Harvard Divinity Alum Samirah Jaigirdar Explores Religion and Politics
Samirah Jaigirdar, MTS ’24, joined the HDS community as an international student from Dhaka, Bangladesh. With a background in international relations and global Islamic studies, she came to Harvard with the goal of studying political science through the lens of religion. Jaigirdar is continuing her exploration of politics and religion in a PhD program at Georgetown University.
Samirah Jaigirdar’s experience pursuing her bachelor’s degree at Connecticut College proved to be foundational to her future work at HDS. While completing her senior project as an undergraduate, she recognized a gap between theory and practice. This gap sparked her interest in translating her research to practical applications within the world of politics and set her on her academic path.

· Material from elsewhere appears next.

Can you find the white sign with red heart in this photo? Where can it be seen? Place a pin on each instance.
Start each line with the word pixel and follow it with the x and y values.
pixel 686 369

At Harvard, Jaigirdar bolstered her time in the classroom with experiential learning opportunities. Her focus on religion and public life led to a prestigious internship with the United States Institute of Peace (USIP) to research violent extremist group rehabilitation. While going through statistical data and interviews, she identified the throughline of religion in the data. Despite religion routinely appearing in the data, it was not incorporated into rehabilitation practices. She began researching how religious literacy can be applied to terrorist disengagement programs. Jaigirdar turned the work she did with USIP into her capstone project, “Contending with Religion: The Case to Incorporate Religious Literacy in Disengagement Programs.”
While balancing internships, academics, and research, Jaigirdar also held leadership positions at HDS. She was the student academic chair for the theological studies curriculum committee, where she helped revise and refine the language for each area of focus within the MTS degree program. She approached the curriculum the same way she approached her research. In her words, she focused on “how the School could adapt the curriculum to engage more people and improve understanding of religious literacy.”
In addition to impactful learning experiences on and off campus, Jaigirdar found community and mentorship at Harvard Divinity School. “Learning from Professors Swayam Bagaria and Teren Sevea—people who come from backgrounds similar to mine—helped me see that I could also find a place within academia,” she says. Jaigirdar also noted the guidance she gratefully received from Diana Eck while working on the Pluralism Project together. In preparation for Professor Eck’s retirement, Jaigirdar spent Fridays helping her beloved teacher archive an array of content accumulated over decades of teaching at Harvard. This work proved to be life-changing for Jaigirdar: “Sitting on the floor in my professor’s office, surrounded by books and manuscripts and decades of research, I realized this is a career path—and that this is the career I wanted.”
Jaigirdar is now pursuing a PhD in international relations at Georgetown University, where she studies how insurgency groups in South Asia use religion to attract followers. With a focus on politics grounded in religious literacy, she hopes her academic work will promote safety and security around the world.